Вторая важная черта опыта повседневности – это его субъектоцентризм, даже скорее «я»-центризм. Моя субъективность – центр моей повседневности. Вся «наша» повседневность как общий опыт сплетается из взаимодействия многих «я». Являясь необходимым условием появления самосознания, социокультурные контексты, скорее функциональны для жизни внутреннего мира, чем онтологичны. В бытийном же смысле мир опыта – это всегда прерогатива конкретного человека, эмпирического субъекта, обладающего индивидуальным телом, неповторимой душой, единственным на свете уникальным лицом. Конкретный телесный человек – источник и носитель «своей повседневности», хотя она способна возникать лишь в обществе и культуре. В повседневности мы все «танцуем от себя как от печки». «Моя повседневность» рождается со мной и со мной она умирает. Поистине «гибнет вселенная» - вселенная персонального «я».

Я-центризм – естественное реагирование на мир растущего ребенка, которого взрослые долго переучивают, объясняя, что он – не пуп земли, что есть многое, превосходящее по важности его собственную персону: интересы старших, общие цели, долг перед родиной, власть, заседающая в столице… Ясное дело, что детский эгоцентризм не способствует гармонии в обществе, но если человека действительно перестроят так, что он утратит нормальную для повседневности я-центричность, то получится либо раб и мазохист, либо фанатик в духе японских камикадзе или мусульманских шахидов.

Оставаться центром «своей повседневности» - законное самочувствие нормального индивида, хотя умом он может хорошо знать, что не является центром вселенной.

Я-центричность непосредственно связана с двумя другими моментами – телесностью и прагматическим целедостижением. Необходимость преследовать практические цели прямо следует из наличия тела, которое надо кормить, одевать, обеспечивать ему пространство для передвижения, условия для хорошего самочувствия и разнообразных физических и психологических радостей. Весь массив культурных форм возник прежде всего, ради выживания и развития телесного эмпирического человека, его защиты от стихийных сил природы и обеспечения ему хотя бы относительного комфорта. Поэтому повседневная жизнь полна забот о телесности и старания обеспечить свою жизнь притоком благ. Люди трудятся – преодолевают препятствия, борются с сопротивлением природы или других людей, отвоевывают «свое место под солнцем» или же просто выполняют обязанности, которые вменило им общество. Это нормальное ежедневное их состояние. И даже там, где «праздные классы», казалось бы, остаются далекими от ежедневной заботе о хлебе насущном, они, выполняя определенные социальные роли, ведут практическую жизнь, устремленную на земные ценности.

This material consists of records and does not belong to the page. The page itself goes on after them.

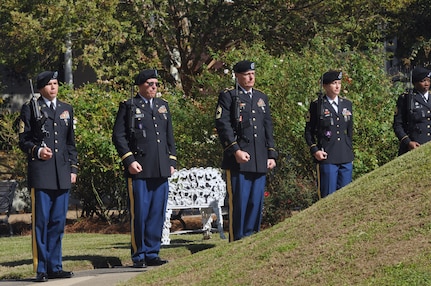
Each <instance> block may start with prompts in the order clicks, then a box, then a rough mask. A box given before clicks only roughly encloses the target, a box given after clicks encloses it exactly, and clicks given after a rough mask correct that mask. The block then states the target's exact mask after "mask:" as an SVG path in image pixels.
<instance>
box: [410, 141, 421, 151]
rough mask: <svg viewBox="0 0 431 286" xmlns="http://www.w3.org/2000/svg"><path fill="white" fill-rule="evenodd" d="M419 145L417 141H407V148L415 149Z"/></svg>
mask: <svg viewBox="0 0 431 286" xmlns="http://www.w3.org/2000/svg"><path fill="white" fill-rule="evenodd" d="M419 146H421V144H419V143H418V142H416V141H410V142H409V150H413V149H416V148H418V147H419Z"/></svg>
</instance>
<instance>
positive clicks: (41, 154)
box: [19, 71, 78, 282]
mask: <svg viewBox="0 0 431 286" xmlns="http://www.w3.org/2000/svg"><path fill="white" fill-rule="evenodd" d="M57 75H58V73H57V72H52V71H44V72H42V73H40V74H39V75H38V76H37V88H38V89H39V92H40V94H41V96H40V97H39V98H38V99H37V104H35V103H34V104H31V103H30V102H27V103H25V104H24V105H23V106H22V109H21V115H20V130H19V147H20V148H21V150H22V151H23V152H24V153H26V154H27V162H28V186H29V188H30V189H31V200H32V241H33V243H32V246H33V264H34V269H35V271H36V272H37V276H36V281H37V282H45V281H47V280H48V278H49V279H51V278H70V277H72V276H73V273H72V272H69V271H64V270H63V266H62V249H61V241H62V238H63V234H64V226H65V223H66V214H67V210H68V202H69V192H70V189H71V186H72V184H73V183H75V182H76V174H77V171H78V163H77V161H78V160H77V150H76V146H75V134H74V123H73V108H72V106H70V105H69V104H67V103H65V102H62V101H60V100H58V99H57V93H58V80H57ZM34 100H36V99H34ZM33 108H37V109H39V110H40V114H43V117H44V119H45V120H44V123H43V125H42V126H40V125H38V124H37V119H36V118H35V116H34V114H35V110H33ZM41 128H43V129H44V130H43V131H44V132H43V133H41ZM40 134H43V135H42V136H40Z"/></svg>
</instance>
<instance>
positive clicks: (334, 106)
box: [332, 101, 338, 113]
mask: <svg viewBox="0 0 431 286" xmlns="http://www.w3.org/2000/svg"><path fill="white" fill-rule="evenodd" d="M332 107H333V108H334V109H335V112H337V113H338V104H337V103H336V102H335V101H333V102H332Z"/></svg>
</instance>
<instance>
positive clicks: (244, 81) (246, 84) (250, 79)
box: [235, 71, 255, 90]
mask: <svg viewBox="0 0 431 286" xmlns="http://www.w3.org/2000/svg"><path fill="white" fill-rule="evenodd" d="M235 76H236V78H237V79H238V84H239V85H240V86H242V87H243V88H245V89H246V90H249V89H251V88H252V87H253V86H254V81H255V74H254V71H247V72H243V73H235Z"/></svg>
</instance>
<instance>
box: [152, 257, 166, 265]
mask: <svg viewBox="0 0 431 286" xmlns="http://www.w3.org/2000/svg"><path fill="white" fill-rule="evenodd" d="M166 263H168V261H167V260H164V259H161V258H160V257H156V258H154V259H151V260H147V265H148V266H160V265H163V264H166Z"/></svg>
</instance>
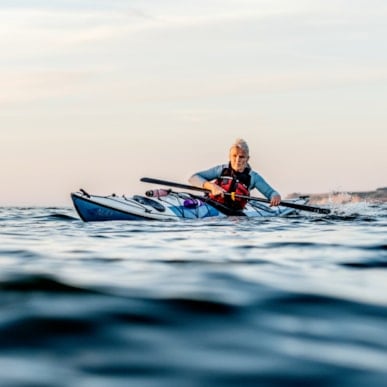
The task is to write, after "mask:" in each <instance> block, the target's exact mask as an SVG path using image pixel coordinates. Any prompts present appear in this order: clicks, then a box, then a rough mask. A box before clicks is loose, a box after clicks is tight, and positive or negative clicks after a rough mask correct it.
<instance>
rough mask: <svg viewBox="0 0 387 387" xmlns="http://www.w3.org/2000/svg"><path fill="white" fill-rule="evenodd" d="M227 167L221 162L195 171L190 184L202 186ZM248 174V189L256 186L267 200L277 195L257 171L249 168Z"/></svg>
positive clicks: (191, 178)
mask: <svg viewBox="0 0 387 387" xmlns="http://www.w3.org/2000/svg"><path fill="white" fill-rule="evenodd" d="M227 167H228V164H221V165H216V166H215V167H212V168H210V169H206V170H205V171H200V172H197V173H195V174H193V175H192V176H191V177H190V178H189V182H190V184H192V185H194V186H196V187H203V184H204V183H205V182H206V181H212V180H214V179H217V178H218V177H220V176H221V173H222V171H223V169H224V168H227ZM249 175H250V186H249V187H248V188H249V191H251V190H252V189H254V188H256V189H257V190H258V191H259V192H260V193H261V194H262V195H263V196H265V197H266V199H269V200H270V199H271V198H272V197H273V196H275V195H279V193H278V192H277V191H276V190H275V189H274V188H272V187H271V186H270V185H269V184H268V183H267V182H266V180H265V179H264V178H263V177H262V176H261V175H260V174H259V173H257V172H255V171H253V170H252V169H251V170H250V172H249Z"/></svg>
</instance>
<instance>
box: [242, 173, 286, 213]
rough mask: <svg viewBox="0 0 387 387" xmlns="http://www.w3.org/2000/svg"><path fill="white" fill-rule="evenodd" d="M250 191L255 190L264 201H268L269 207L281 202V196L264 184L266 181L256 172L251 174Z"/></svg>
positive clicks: (280, 195) (273, 190)
mask: <svg viewBox="0 0 387 387" xmlns="http://www.w3.org/2000/svg"><path fill="white" fill-rule="evenodd" d="M249 188H250V189H253V188H256V189H257V190H258V191H259V192H260V193H261V194H262V195H263V196H265V197H266V199H268V200H270V205H271V206H278V205H279V204H280V201H281V195H280V194H279V193H278V192H277V191H276V190H275V189H274V188H273V187H271V186H270V184H268V183H267V182H266V180H265V179H264V178H263V177H262V176H261V175H259V174H258V173H257V172H254V171H253V172H252V173H251V182H250V187H249Z"/></svg>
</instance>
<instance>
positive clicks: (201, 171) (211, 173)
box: [188, 165, 225, 196]
mask: <svg viewBox="0 0 387 387" xmlns="http://www.w3.org/2000/svg"><path fill="white" fill-rule="evenodd" d="M224 167H225V166H224V165H217V166H216V167H212V168H210V169H206V170H204V171H200V172H196V173H195V174H193V175H192V176H191V177H190V178H189V179H188V181H189V182H190V184H192V185H194V186H195V187H201V188H205V189H208V190H209V191H211V193H212V194H213V195H214V196H218V195H223V192H224V189H223V188H222V187H220V186H218V185H217V184H215V183H213V182H212V180H214V179H216V178H218V177H219V176H220V175H221V173H222V171H223V168H224Z"/></svg>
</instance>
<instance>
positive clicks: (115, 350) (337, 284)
mask: <svg viewBox="0 0 387 387" xmlns="http://www.w3.org/2000/svg"><path fill="white" fill-rule="evenodd" d="M333 210H334V211H333V214H332V215H319V214H310V213H302V214H301V213H300V214H299V215H295V216H291V217H288V218H276V219H244V218H229V219H226V220H217V219H205V220H200V221H198V220H196V221H187V220H186V221H175V222H173V221H169V222H158V221H155V222H104V223H83V222H82V221H81V220H80V219H79V218H78V217H77V215H76V213H75V211H74V210H73V209H72V208H11V207H7V208H0V386H2V387H3V386H7V387H8V386H10V387H13V386H18V387H19V386H23V387H26V386H31V387H32V386H34V387H37V386H38V387H46V386H72V387H73V386H76V387H81V386H87V387H90V386H91V387H94V386H96V387H118V386H120V387H121V386H170V387H174V386H179V387H180V386H183V387H184V386H240V385H243V386H289V385H294V386H306V385H308V386H309V385H310V386H318V387H319V386H330V387H332V386H340V387H343V386H351V387H356V386H367V387H368V386H387V205H386V204H368V203H356V204H345V205H344V204H343V205H336V206H335V208H334V209H333Z"/></svg>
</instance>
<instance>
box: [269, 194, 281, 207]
mask: <svg viewBox="0 0 387 387" xmlns="http://www.w3.org/2000/svg"><path fill="white" fill-rule="evenodd" d="M280 202H281V196H280V195H274V196H273V197H272V198H271V199H270V207H276V206H278V205H279V204H280Z"/></svg>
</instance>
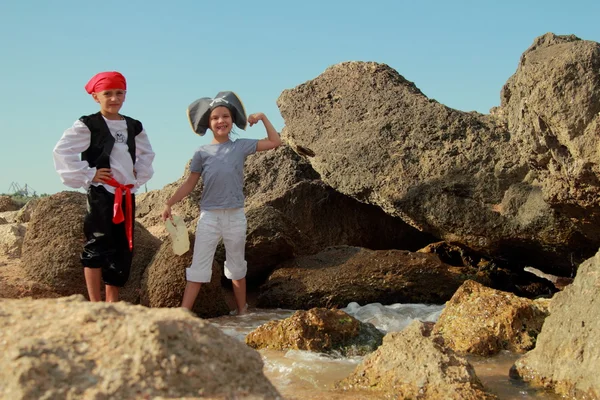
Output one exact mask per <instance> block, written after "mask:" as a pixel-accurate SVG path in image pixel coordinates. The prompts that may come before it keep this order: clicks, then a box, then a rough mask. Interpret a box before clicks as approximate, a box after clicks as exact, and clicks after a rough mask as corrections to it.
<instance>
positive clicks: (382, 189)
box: [278, 43, 600, 275]
mask: <svg viewBox="0 0 600 400" xmlns="http://www.w3.org/2000/svg"><path fill="white" fill-rule="evenodd" d="M593 46H597V43H596V44H594V43H591V44H590V45H589V48H588V50H587V51H582V52H577V51H575V49H574V48H573V51H571V47H569V45H565V46H563V48H564V60H563V59H560V60H563V61H564V62H565V63H566V62H567V61H566V60H567V55H572V56H573V57H574V58H573V59H572V60H571V61H569V62H570V64H559V65H554V64H553V62H555V61H556V60H558V58H550V57H546V58H543V57H542V58H535V59H534V58H533V56H527V57H531V59H533V60H534V61H533V62H531V66H530V69H529V70H530V71H532V72H531V74H533V73H534V72H533V71H538V70H541V71H542V72H540V73H539V75H535V76H533V75H532V79H531V80H530V82H531V83H532V84H533V83H534V82H535V83H536V84H539V85H545V83H544V82H546V81H547V79H546V76H545V75H544V72H543V71H545V70H548V71H550V70H552V71H556V74H559V76H558V77H557V78H556V79H562V81H561V82H567V83H570V84H572V87H571V88H570V92H569V93H571V92H572V93H575V92H577V91H578V90H579V87H578V86H577V84H579V83H581V82H585V83H586V84H587V86H586V88H585V90H583V92H582V94H581V95H579V97H577V99H582V98H584V97H586V94H585V93H588V94H589V96H587V98H588V99H589V100H588V101H587V102H586V103H585V104H583V103H581V102H580V105H579V106H581V107H582V108H585V111H583V112H578V113H577V115H575V116H574V117H572V118H573V120H575V119H577V118H579V116H581V115H585V116H586V117H581V118H579V119H577V120H578V121H580V123H581V124H584V125H585V126H587V128H585V129H586V132H588V133H589V135H591V133H592V132H593V131H594V130H595V129H597V128H596V126H597V123H596V122H595V121H596V120H597V117H593V118H592V117H591V116H592V115H597V114H598V111H600V110H599V109H598V107H600V102H598V95H597V93H598V90H597V87H596V86H593V85H598V82H599V80H598V79H597V76H598V73H599V72H598V68H597V67H595V66H597V63H598V60H599V59H600V58H598V57H597V56H596V53H597V52H596V50H592V49H591V48H592V47H593ZM532 54H533V52H532ZM560 60H559V61H558V62H559V63H560ZM539 64H544V65H543V66H542V67H540V69H537V68H538V65H539ZM568 65H572V66H571V67H569V66H568ZM563 66H564V68H563ZM561 71H562V72H561ZM520 73H521V71H520V70H519V71H517V74H516V75H519V74H520ZM536 73H537V72H536ZM569 73H571V74H574V75H577V76H578V77H577V78H575V79H571V80H569V79H570V78H569V75H568V74H569ZM560 74H562V75H560ZM550 76H551V77H553V76H554V75H550ZM579 77H582V79H579ZM513 81H515V82H516V83H515V86H516V87H515V89H514V90H513V92H515V93H516V92H518V90H519V86H518V79H513ZM550 85H552V83H550ZM509 86H510V85H509ZM560 87H561V86H560V85H554V88H555V89H556V90H558V89H559V88H560ZM532 93H534V95H536V94H540V93H541V94H540V95H539V96H538V97H533V96H532V97H528V98H527V101H528V102H529V101H533V100H535V101H537V103H538V104H545V103H544V99H545V98H550V97H551V96H552V95H551V94H550V91H548V92H543V93H542V92H539V91H535V90H534V91H533V92H532ZM543 95H545V97H544V96H543ZM505 97H506V96H505ZM571 97H572V96H571ZM554 98H555V99H557V101H558V102H557V103H555V104H556V108H560V107H561V105H563V104H564V105H565V106H566V105H567V103H566V102H568V101H570V100H569V99H567V98H566V97H565V96H562V95H561V96H560V97H559V96H554ZM515 99H517V100H518V99H519V97H518V96H517V97H515ZM517 100H515V101H517ZM517 102H518V101H517ZM510 104H512V103H510ZM278 106H279V109H280V111H281V114H282V116H283V118H284V120H285V128H284V130H283V138H284V140H285V141H286V142H287V143H289V144H290V146H292V147H293V148H295V149H302V151H303V152H304V153H305V154H310V157H308V158H307V159H308V160H309V161H310V163H311V165H312V166H313V168H314V169H315V170H316V171H317V172H318V173H319V175H320V176H321V179H322V180H323V181H324V182H325V183H326V184H327V185H329V186H331V187H332V188H334V189H335V190H337V191H338V192H341V193H343V194H346V195H348V196H351V197H353V198H355V199H357V200H359V201H362V202H365V203H370V204H374V205H377V206H379V207H380V208H381V209H382V210H384V211H385V212H386V213H388V214H390V215H394V216H398V217H401V218H402V219H403V220H405V221H406V222H408V223H410V224H411V225H413V226H415V227H417V228H418V229H420V230H422V231H424V232H428V233H430V234H432V235H434V236H436V237H438V238H441V239H443V240H446V241H450V242H458V243H461V244H464V245H466V246H468V247H470V248H472V249H474V250H476V251H482V252H484V253H486V254H488V255H490V256H494V257H504V258H508V259H512V260H514V261H518V262H519V263H521V265H522V264H523V263H525V264H531V265H538V266H542V265H543V266H544V267H545V268H546V269H547V270H548V271H549V272H555V273H557V274H564V275H570V274H571V273H572V272H573V265H577V264H578V262H579V261H580V260H583V259H585V258H587V257H589V256H590V255H591V254H593V252H594V251H595V249H596V248H597V247H598V245H599V244H600V240H599V238H598V237H597V236H595V235H593V234H592V233H590V232H587V231H586V230H584V229H583V228H582V227H581V225H582V224H587V221H589V218H588V211H589V213H591V214H592V217H593V215H594V214H597V212H596V210H595V208H594V206H593V205H592V203H593V201H594V199H595V198H597V195H598V194H599V193H598V192H599V191H598V186H600V184H598V183H597V182H600V181H599V180H598V179H597V176H598V175H600V173H598V174H597V173H596V172H594V171H596V170H597V168H596V166H597V165H598V164H597V161H595V160H596V159H597V157H596V158H594V157H593V156H592V157H591V158H590V160H589V162H586V159H584V158H581V159H579V158H578V156H576V155H574V156H573V157H574V158H573V161H574V162H575V163H578V162H580V161H581V162H582V163H583V164H582V165H587V167H586V168H585V169H586V171H589V173H588V174H587V175H586V179H587V180H588V181H589V182H595V183H590V184H589V185H588V186H587V189H589V190H588V191H587V193H588V197H587V198H588V199H589V201H590V202H589V203H588V204H589V207H588V208H586V209H585V212H581V211H582V210H581V209H580V210H575V209H570V207H569V204H566V203H565V204H564V205H565V207H560V204H559V203H561V200H560V199H561V197H560V196H558V194H559V193H562V194H563V196H567V197H568V195H567V194H566V193H567V190H571V189H570V188H566V187H562V188H560V187H558V186H557V185H555V184H553V187H555V188H556V191H555V192H556V194H557V195H556V196H554V198H553V199H549V196H548V193H549V190H548V189H546V188H545V186H546V184H544V183H543V182H541V181H540V179H543V177H544V176H543V175H540V174H539V171H538V169H537V167H536V168H534V169H532V168H530V155H529V148H527V147H525V148H523V146H521V144H522V143H523V141H524V139H523V135H522V134H520V133H514V134H513V132H512V131H511V129H512V127H513V126H517V125H518V124H516V123H515V122H514V121H524V122H523V123H522V124H521V125H522V126H526V125H527V124H528V122H527V119H526V118H525V119H520V118H521V117H520V115H521V110H520V109H519V110H518V112H517V110H516V108H515V109H514V110H513V108H511V107H510V106H509V102H508V101H504V103H503V107H501V110H500V111H499V112H496V113H495V114H494V115H482V114H478V113H474V112H470V113H466V112H461V111H458V110H453V109H451V108H448V107H446V106H444V105H442V104H439V103H438V102H436V101H434V100H431V99H429V98H427V97H426V96H425V95H424V94H423V93H421V91H420V90H419V89H418V88H417V87H416V86H415V85H414V84H413V83H412V82H409V81H407V80H406V79H405V78H404V77H402V76H401V75H400V74H398V73H397V72H396V71H394V70H393V69H391V68H390V67H388V66H387V65H384V64H377V63H370V62H345V63H341V64H337V65H334V66H332V67H330V68H328V69H327V70H325V72H323V73H322V74H321V75H320V76H318V77H317V78H315V79H313V80H311V81H308V82H306V83H303V84H301V85H299V86H297V87H296V88H293V89H289V90H285V91H284V92H283V93H282V94H281V96H280V97H279V99H278ZM579 106H578V107H579ZM586 107H587V108H586ZM570 109H571V108H570V106H569V107H564V108H563V110H562V111H561V113H560V114H559V113H554V114H558V116H560V115H564V114H566V113H567V111H566V110H570ZM552 110H554V108H551V109H549V111H548V114H551V112H552ZM554 114H553V115H554ZM531 115H532V116H533V115H534V113H533V112H532V113H531ZM508 118H510V119H511V120H514V121H513V122H511V123H508V121H507V119H508ZM586 118H587V119H586ZM521 125H518V126H521ZM573 126H575V125H573ZM569 129H571V128H570V127H569ZM582 129H583V128H582ZM569 132H570V131H569ZM529 134H530V140H531V141H535V140H541V139H542V137H540V135H538V134H537V133H536V132H529ZM574 134H575V133H574ZM589 135H588V136H587V137H588V138H590V140H592V137H593V135H592V136H589ZM588 141H589V140H588ZM559 147H560V146H559ZM582 147H584V146H583V141H582ZM586 148H587V149H588V150H587V151H588V153H590V154H592V153H593V152H594V150H593V149H594V148H595V147H594V145H588V146H587V147H586ZM553 151H555V150H553ZM548 157H550V156H549V154H548V155H547V157H546V158H548ZM547 167H548V168H554V167H553V166H551V165H550V164H548V166H547ZM593 185H596V186H593ZM578 211H579V212H578ZM574 217H575V218H581V221H579V222H576V221H573V220H572V218H574ZM597 226H600V224H589V226H588V228H589V229H591V230H593V229H598V228H596V227H597ZM599 232H600V230H599Z"/></svg>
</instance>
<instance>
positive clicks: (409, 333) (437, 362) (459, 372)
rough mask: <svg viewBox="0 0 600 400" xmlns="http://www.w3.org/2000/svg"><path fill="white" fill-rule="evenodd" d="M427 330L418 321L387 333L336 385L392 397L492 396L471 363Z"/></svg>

В то же время наша повседневность несет в себе и моменты, противоположные своему основному пафосу – субъектоцентризму и прагматичности.  

Так, будучи сконцентрирован на предмете своей деятельности, человек забывает о собственном «я». Оно остается на периферии его внимания, существует в качестве фона, как всего лишь предпосылка правильного и эффективного действия. И действие, и мышление не могли бы протекать успешно, если бы мы были погружены в рефлексию, заняты собой. Практическое и мысленное вторжение в мир, свойственное повседневности, предполагает выход за собственные границы, само-забвение, увлеченность «логикой дела». Тот, кто непрерывно рефлексирует или переживает собственные ощущения, никогда ничего не сотворит и не добьется. Достигая цели, мы все время отвлекаемся от самих себя, не обращаем на себя внимания, оставляем в тени свои личные чувства и переживания. Недаром говорят, что работа лечит от душевных страданий – в пылу труда человеку некогда концентрироваться на печальных мыслях и сожалениях. Даже тело – средоточие ощущений – как бы отходит на второй план и заявляет о себе лишь явным голодом или болью. Думается, именно эта черта повседневности – ежедневный выход человека «из себя» к внешнему миру и другим людям - привела к тому, что долгое время тело вообще не становилось предметом специальной рефлексии. В течение тысячелетий телом интересовались медики, которые боролись с болезнями, портные и парикмахеры, которые тело украшали, художники, которые рисовали его, но не философы. Все видели тело извне и мало кому приходило в голову взглянуть на него изнутри, непосредственно из ощущающего «я». Потому что в повседневной жизни это – на втором плане, если не на десятом. И лишь в ХХ веке философы вдруг «открыли тело» и написали о нем множество удивленных и удивительных слов, что знает каждый, кто читал Мориса Мерло-Понти или Жан-Люка Нанси.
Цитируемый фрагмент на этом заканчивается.